В дальнем конце комнаты, по центру большой кровати лежал Педро. Казалось, он просто спал. От крепкого запаха розовой воды меня чуть не стошнило. Какой пустяк. Подойдя ближе, я разглядел его лицо, подушку, пятна на постельном белье. Что-то светлое – пара выбитых зубов – валялось около головы. Лицо покрывали белые перья.
Здесь шел бой: задняя стена испещрена дырками от пуль, одежда разодрана, по полу рассыпаны украшения. Показалось, что я слышу голос Педро, но это просто шутки поврежденного пальбой слуха. В изножье кровати лежала Ана, младшая дочь Педро, ее платье наполовину промокло от крови, спина и шея выгнуты, словно она, собрав все силы, пыталась крикнуть что-то. Старому армейскому кольту.
Лурдес Гарсия, все еще сжимавшая в руках старинный испанский ягдташ, застыла по другую сторону кровати.
В комнату сунулся егерь, окинул взглядом разрушения и велел мне не прикасаться к телам.
– Если не уберешься отсюда к дьяволу, немедленно, – ответил я, – завтра можешь искать другую работу.
Я поправил платье на Ане и уложил их с Лурдес на кровать рядом с Педро. Бессмысленно. Скоро их отсюда унесут. Я вышел прочь.

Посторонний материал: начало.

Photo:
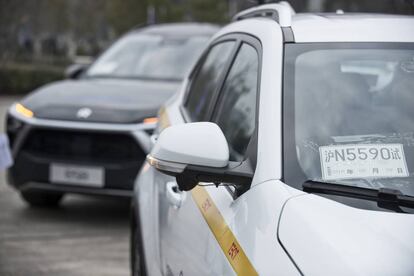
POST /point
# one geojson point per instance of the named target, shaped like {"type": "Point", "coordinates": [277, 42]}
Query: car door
{"type": "Point", "coordinates": [182, 229]}
{"type": "Point", "coordinates": [191, 245]}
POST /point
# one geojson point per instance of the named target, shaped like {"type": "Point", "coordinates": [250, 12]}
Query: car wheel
{"type": "Point", "coordinates": [136, 252]}
{"type": "Point", "coordinates": [38, 198]}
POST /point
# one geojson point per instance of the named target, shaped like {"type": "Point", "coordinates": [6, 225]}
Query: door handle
{"type": "Point", "coordinates": [174, 195]}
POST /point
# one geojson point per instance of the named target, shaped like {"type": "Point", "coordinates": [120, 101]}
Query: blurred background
{"type": "Point", "coordinates": [38, 39]}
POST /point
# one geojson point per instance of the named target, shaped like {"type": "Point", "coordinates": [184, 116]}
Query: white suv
{"type": "Point", "coordinates": [289, 151]}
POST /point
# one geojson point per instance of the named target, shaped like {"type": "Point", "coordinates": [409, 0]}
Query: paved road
{"type": "Point", "coordinates": [85, 236]}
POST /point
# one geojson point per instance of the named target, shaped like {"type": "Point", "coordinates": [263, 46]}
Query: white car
{"type": "Point", "coordinates": [289, 151]}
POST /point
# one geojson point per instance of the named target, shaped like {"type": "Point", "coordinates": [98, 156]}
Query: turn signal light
{"type": "Point", "coordinates": [24, 111]}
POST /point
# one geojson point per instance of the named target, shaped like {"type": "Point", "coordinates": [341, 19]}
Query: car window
{"type": "Point", "coordinates": [149, 57]}
{"type": "Point", "coordinates": [207, 80]}
{"type": "Point", "coordinates": [237, 104]}
{"type": "Point", "coordinates": [352, 114]}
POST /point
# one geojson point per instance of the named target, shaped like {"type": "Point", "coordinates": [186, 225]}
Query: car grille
{"type": "Point", "coordinates": [83, 146]}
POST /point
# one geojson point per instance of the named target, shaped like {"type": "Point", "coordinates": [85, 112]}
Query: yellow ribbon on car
{"type": "Point", "coordinates": [215, 220]}
{"type": "Point", "coordinates": [222, 232]}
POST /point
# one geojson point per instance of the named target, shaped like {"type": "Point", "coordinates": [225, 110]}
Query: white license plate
{"type": "Point", "coordinates": [77, 175]}
{"type": "Point", "coordinates": [6, 159]}
{"type": "Point", "coordinates": [363, 161]}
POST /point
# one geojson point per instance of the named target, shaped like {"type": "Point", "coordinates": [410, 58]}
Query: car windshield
{"type": "Point", "coordinates": [352, 113]}
{"type": "Point", "coordinates": [149, 57]}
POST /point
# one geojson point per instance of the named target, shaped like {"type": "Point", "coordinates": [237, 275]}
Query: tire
{"type": "Point", "coordinates": [137, 257]}
{"type": "Point", "coordinates": [42, 199]}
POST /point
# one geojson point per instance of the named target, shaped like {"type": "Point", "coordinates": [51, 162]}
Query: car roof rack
{"type": "Point", "coordinates": [281, 12]}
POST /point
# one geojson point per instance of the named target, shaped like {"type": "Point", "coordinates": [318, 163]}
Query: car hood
{"type": "Point", "coordinates": [108, 100]}
{"type": "Point", "coordinates": [324, 237]}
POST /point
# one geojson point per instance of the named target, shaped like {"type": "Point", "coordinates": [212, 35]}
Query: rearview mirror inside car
{"type": "Point", "coordinates": [197, 152]}
{"type": "Point", "coordinates": [74, 71]}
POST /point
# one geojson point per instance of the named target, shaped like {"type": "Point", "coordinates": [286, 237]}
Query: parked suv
{"type": "Point", "coordinates": [91, 134]}
{"type": "Point", "coordinates": [289, 151]}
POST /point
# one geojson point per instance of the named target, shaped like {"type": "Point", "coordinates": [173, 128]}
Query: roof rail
{"type": "Point", "coordinates": [281, 12]}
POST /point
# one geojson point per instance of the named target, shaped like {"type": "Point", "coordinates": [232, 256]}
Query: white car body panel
{"type": "Point", "coordinates": [255, 217]}
{"type": "Point", "coordinates": [370, 243]}
{"type": "Point", "coordinates": [352, 28]}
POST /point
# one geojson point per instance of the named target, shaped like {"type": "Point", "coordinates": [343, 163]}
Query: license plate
{"type": "Point", "coordinates": [77, 175]}
{"type": "Point", "coordinates": [6, 159]}
{"type": "Point", "coordinates": [363, 161]}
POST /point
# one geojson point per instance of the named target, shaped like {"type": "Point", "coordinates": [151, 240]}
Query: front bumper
{"type": "Point", "coordinates": [119, 150]}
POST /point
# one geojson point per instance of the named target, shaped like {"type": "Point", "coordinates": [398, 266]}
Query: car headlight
{"type": "Point", "coordinates": [22, 110]}
{"type": "Point", "coordinates": [13, 126]}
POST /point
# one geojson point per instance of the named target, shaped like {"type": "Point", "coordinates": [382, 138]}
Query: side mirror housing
{"type": "Point", "coordinates": [74, 71]}
{"type": "Point", "coordinates": [197, 152]}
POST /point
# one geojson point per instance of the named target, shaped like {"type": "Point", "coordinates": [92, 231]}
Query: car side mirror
{"type": "Point", "coordinates": [74, 71]}
{"type": "Point", "coordinates": [197, 152]}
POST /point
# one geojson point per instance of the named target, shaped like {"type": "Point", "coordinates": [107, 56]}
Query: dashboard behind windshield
{"type": "Point", "coordinates": [149, 57]}
{"type": "Point", "coordinates": [349, 114]}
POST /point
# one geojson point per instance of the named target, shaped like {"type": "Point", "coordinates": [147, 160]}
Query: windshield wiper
{"type": "Point", "coordinates": [386, 198]}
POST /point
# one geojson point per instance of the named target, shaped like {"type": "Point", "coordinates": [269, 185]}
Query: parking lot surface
{"type": "Point", "coordinates": [84, 236]}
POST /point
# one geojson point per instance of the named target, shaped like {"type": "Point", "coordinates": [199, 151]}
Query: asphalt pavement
{"type": "Point", "coordinates": [84, 236]}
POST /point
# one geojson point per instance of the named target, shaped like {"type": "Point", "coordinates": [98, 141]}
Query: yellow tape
{"type": "Point", "coordinates": [164, 121]}
{"type": "Point", "coordinates": [223, 234]}
{"type": "Point", "coordinates": [221, 231]}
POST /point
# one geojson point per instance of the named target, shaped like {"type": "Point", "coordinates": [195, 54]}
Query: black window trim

В одном из шкафов в соседней спальне мы обнаружили женщину лет тридцати. Живую. Estas herida?[35] Я узнал Марию, незамужнюю дочь Педро, но лицо ее было измазано кровью и грязью, а глаза такие безумные, что я все же не был до конца уверен, она ли это. Она не возражала, когда я торопливо ощупал ее голову на предмет ранений, стремительно распахнул блузку, осмотрел грудь и спину, приподняв юбку, проверил, нет ли ран на ногах. Она была цела. Молча позволила мне поправить одежду.
Я вывел ее наружу и передал Айку Рейнолдсу с сыновьями, кого знал как порядочных людей. Уже через минуту они все вместе умчались. Трудно сказать, к кому она может обратиться. Гарсия жили в этой стране дольше, чем любая белая семья, они были истинными идальго, получили свои земли от самого испанского короля. Педро никогда не упоминал никаких мексиканских фамилий, он не считал себя мексиканцем.
Солнце стояло в зените. Чарлз и один из рейнджеров были ранены из дробовика, но раны неглубокие. Я вспомнил, сколько гильз валялось рядом с Лурдес. Возможно, ее убил Чарлз. Или он убил Педро, или Ану.
Приятеля Нила Гилберта, приехавшего из Эль-Пасо, того самого, что рвался «призвать к порядку» мексиканцев, прикончили выстрелом в рот. Мимолетное чувство удовлетворения, охватившее меня, быстро испарилось: теперь из него сделают мученика. Коротышка сержант-рейнджер получил ранение в руку, да еще приклад его карабина разнесло пулей.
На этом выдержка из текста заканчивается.